Variational autoencoder

To overcome the aforementioned drawbacks, we have to be sure that the latent space is regular enough.

Definition

A variational autoencoder can be defined as being an autoencoder whose training is regularised to avoid overfitting and ensure that the latent space has good properties that enable generative process.

In order to introduce some regularisation of the latent space, instead of encoding an input as a single point, we encode it as a distribution over the latent space!!!

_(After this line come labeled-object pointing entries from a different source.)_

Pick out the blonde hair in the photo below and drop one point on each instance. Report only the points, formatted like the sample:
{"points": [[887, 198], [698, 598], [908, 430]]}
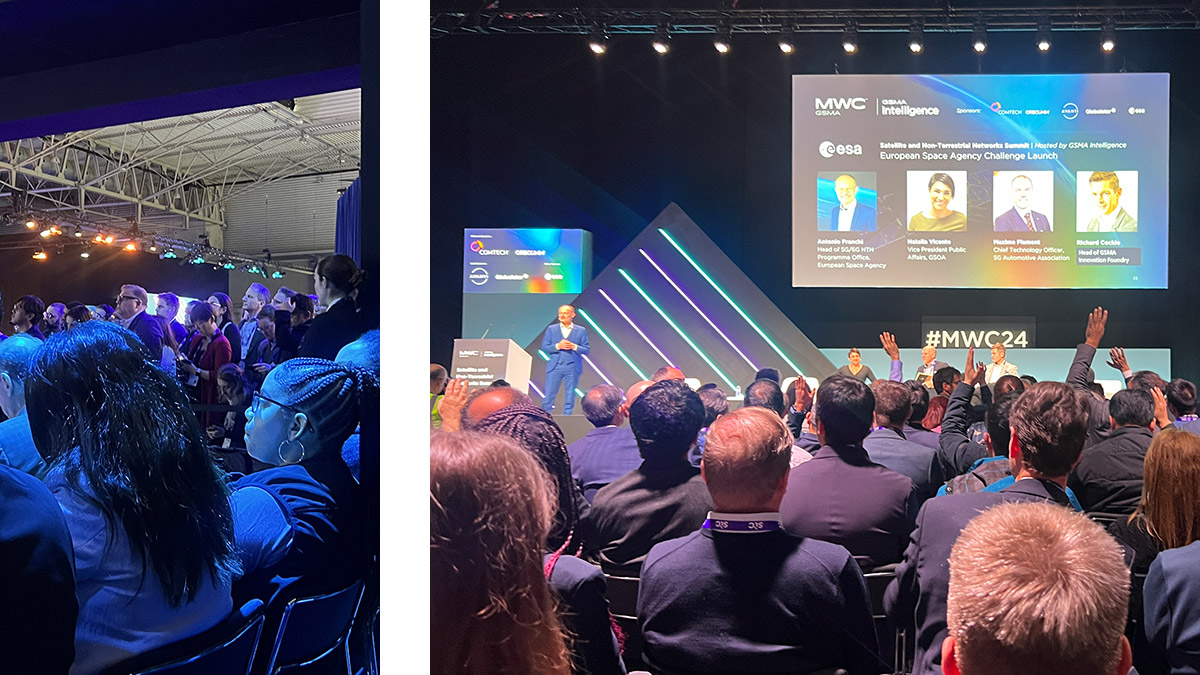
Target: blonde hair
{"points": [[747, 454], [491, 609], [1037, 589], [1170, 496]]}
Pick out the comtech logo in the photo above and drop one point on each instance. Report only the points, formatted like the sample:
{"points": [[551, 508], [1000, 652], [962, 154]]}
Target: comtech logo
{"points": [[828, 149], [835, 106]]}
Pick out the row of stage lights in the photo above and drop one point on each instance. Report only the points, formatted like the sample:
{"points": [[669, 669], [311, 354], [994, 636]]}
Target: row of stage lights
{"points": [[598, 40], [196, 255]]}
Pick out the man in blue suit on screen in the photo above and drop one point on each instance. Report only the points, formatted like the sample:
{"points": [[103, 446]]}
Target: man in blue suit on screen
{"points": [[1021, 217], [565, 345], [850, 215]]}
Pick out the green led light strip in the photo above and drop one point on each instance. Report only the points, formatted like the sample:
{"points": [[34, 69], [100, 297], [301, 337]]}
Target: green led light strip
{"points": [[611, 344], [795, 368], [664, 315]]}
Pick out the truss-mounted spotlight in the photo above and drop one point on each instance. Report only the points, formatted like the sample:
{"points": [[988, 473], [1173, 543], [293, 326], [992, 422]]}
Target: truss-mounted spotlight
{"points": [[850, 39], [979, 37], [598, 40], [1108, 36], [916, 37], [661, 40], [1043, 40], [786, 40]]}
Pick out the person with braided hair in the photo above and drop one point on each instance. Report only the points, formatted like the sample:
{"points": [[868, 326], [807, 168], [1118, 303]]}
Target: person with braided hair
{"points": [[299, 524]]}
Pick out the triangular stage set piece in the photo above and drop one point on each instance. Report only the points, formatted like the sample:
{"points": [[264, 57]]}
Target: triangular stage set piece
{"points": [[673, 298]]}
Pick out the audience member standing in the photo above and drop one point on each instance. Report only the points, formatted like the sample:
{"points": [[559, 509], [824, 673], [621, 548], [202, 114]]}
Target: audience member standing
{"points": [[742, 593], [840, 495], [27, 314]]}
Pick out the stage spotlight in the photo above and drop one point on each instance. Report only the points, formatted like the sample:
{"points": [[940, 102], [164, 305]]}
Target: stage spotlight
{"points": [[661, 40], [598, 41], [721, 42], [1043, 36], [979, 39], [786, 41], [850, 39], [916, 37], [1108, 36]]}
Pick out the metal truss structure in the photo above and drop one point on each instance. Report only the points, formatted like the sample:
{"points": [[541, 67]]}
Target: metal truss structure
{"points": [[492, 18], [157, 180]]}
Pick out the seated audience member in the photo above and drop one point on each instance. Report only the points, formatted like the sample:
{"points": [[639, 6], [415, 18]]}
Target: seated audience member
{"points": [[607, 452], [491, 608], [915, 430], [1171, 593], [213, 351], [52, 322], [76, 316], [299, 524], [167, 306], [664, 497], [1181, 401], [841, 496], [17, 447], [222, 306], [1108, 477], [1035, 589], [27, 314], [945, 381], [887, 446], [336, 280], [147, 508], [1050, 425], [666, 372], [743, 595]]}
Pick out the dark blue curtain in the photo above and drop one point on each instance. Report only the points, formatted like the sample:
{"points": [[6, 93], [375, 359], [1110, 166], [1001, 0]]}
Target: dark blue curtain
{"points": [[348, 238]]}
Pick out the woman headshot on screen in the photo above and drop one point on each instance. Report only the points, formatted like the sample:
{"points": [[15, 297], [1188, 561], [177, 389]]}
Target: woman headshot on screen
{"points": [[939, 217]]}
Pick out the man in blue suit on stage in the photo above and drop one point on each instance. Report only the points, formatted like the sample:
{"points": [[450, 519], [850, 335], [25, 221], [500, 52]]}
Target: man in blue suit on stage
{"points": [[1021, 217], [565, 345], [850, 215]]}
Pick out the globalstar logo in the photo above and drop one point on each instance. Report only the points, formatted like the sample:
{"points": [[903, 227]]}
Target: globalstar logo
{"points": [[835, 106]]}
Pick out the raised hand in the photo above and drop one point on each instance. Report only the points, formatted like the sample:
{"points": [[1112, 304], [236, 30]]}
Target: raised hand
{"points": [[1096, 322]]}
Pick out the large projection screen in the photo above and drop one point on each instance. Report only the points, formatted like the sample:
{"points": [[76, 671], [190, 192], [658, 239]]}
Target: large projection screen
{"points": [[979, 181]]}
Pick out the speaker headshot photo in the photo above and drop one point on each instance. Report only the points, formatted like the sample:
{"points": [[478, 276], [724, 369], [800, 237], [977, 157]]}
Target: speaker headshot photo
{"points": [[846, 202], [1107, 201], [1023, 201]]}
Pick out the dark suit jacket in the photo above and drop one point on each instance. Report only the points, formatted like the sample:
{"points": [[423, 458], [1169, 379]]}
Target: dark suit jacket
{"points": [[37, 598], [1012, 221], [864, 219], [917, 596], [918, 463], [330, 332], [768, 602], [841, 496], [648, 505], [1109, 475], [149, 328], [601, 457], [573, 358]]}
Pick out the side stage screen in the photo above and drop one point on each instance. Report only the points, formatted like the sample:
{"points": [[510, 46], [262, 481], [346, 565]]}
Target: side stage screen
{"points": [[979, 181]]}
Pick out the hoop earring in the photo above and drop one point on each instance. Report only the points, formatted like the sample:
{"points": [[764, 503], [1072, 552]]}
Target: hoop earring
{"points": [[280, 452]]}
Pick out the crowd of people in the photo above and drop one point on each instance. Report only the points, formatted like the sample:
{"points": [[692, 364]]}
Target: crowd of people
{"points": [[1030, 526], [127, 520]]}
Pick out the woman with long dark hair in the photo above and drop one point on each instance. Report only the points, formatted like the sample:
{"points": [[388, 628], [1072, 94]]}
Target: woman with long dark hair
{"points": [[222, 306], [148, 509], [491, 609]]}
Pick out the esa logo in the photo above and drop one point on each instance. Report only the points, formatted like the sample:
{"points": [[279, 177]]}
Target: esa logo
{"points": [[828, 149]]}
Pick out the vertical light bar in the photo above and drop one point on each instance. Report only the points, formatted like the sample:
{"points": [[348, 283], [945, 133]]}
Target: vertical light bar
{"points": [[622, 312], [665, 317], [676, 286], [732, 304], [611, 344]]}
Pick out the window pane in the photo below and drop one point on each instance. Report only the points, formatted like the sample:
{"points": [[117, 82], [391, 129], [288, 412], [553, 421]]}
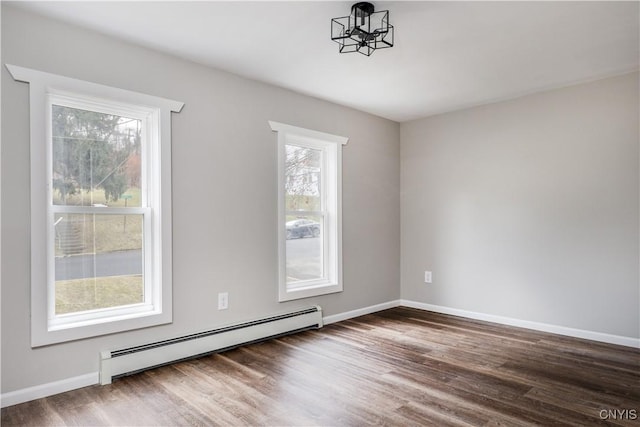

The model is trained as follows:

The input is encoded as distribution over the latent space
A point from the latent space is sampled from that distribution
The sampled point is decoded and the reconstruction error can be computed
The reconstruction error is backpropageted through the network

The distribution returned by the encoder are enforced to be close to a standard normal distribution so as the latent space regularisation.

Loss function

The loss function is composed of a “reconstrucion term” and a “regularisation term”, the later item which tends to regularise the organisation of the latent space by making the distributions returned by the encoder close to a standard normal distribution, is expressed by KLD loss.

About regularisation

The regularity that is expected from the latent space in order to make generative process possible can be expressed through two main properties:

continuity (two close points in the latent space should not give two completely different contents once decoded)
completeness (for a chosen distribution, a point sampled from the latent space should give “meaningful” content once decoded).

The only fact that VAEs encode inputs as distributions instead of simple points is not sufficient to ensure continuity and completeness. Without a well defined regularisation term, the model can learn, in order to minimise its reconstruction error, to “ignore” the fact that distributions are returned and behave almost like classic autoencoders (leading to overfitting). To do so, the encoder can either return distributions with tiny variances (that would tend to be punctual distributions) or return distributions with very different means (that would then be really far apart from each other in the latent space). In both cases, distributions are used the wrong way (cancelling the expected benefit) and continuity and/or completeness are not satisfied.

So, in order to avoid these effects we have to regularise both the covariance matrix and the mean of the distributions returned by the encoder. In practice, this regularisation is done by enforcing distributions to be close to a standard normal distribution (centred and reduced). This way, we require the covariance matrices to be close to the identity, preventing punctual distributions, and the mean to be close to 0, preventing encoded distributions to be too far apart from each others.

We can observe that continuity and completeness obtained with regularisation tend to create a “gradient” over the information encoded in the latent space. For example, a point of the latent space that would be halfway between the means of two encoded distributions coming from different training data should be decoded in something that is somewhere between the data that gave the first distribution and the data that gave the second distribution as it may be sampled by the autoencoder in both cases.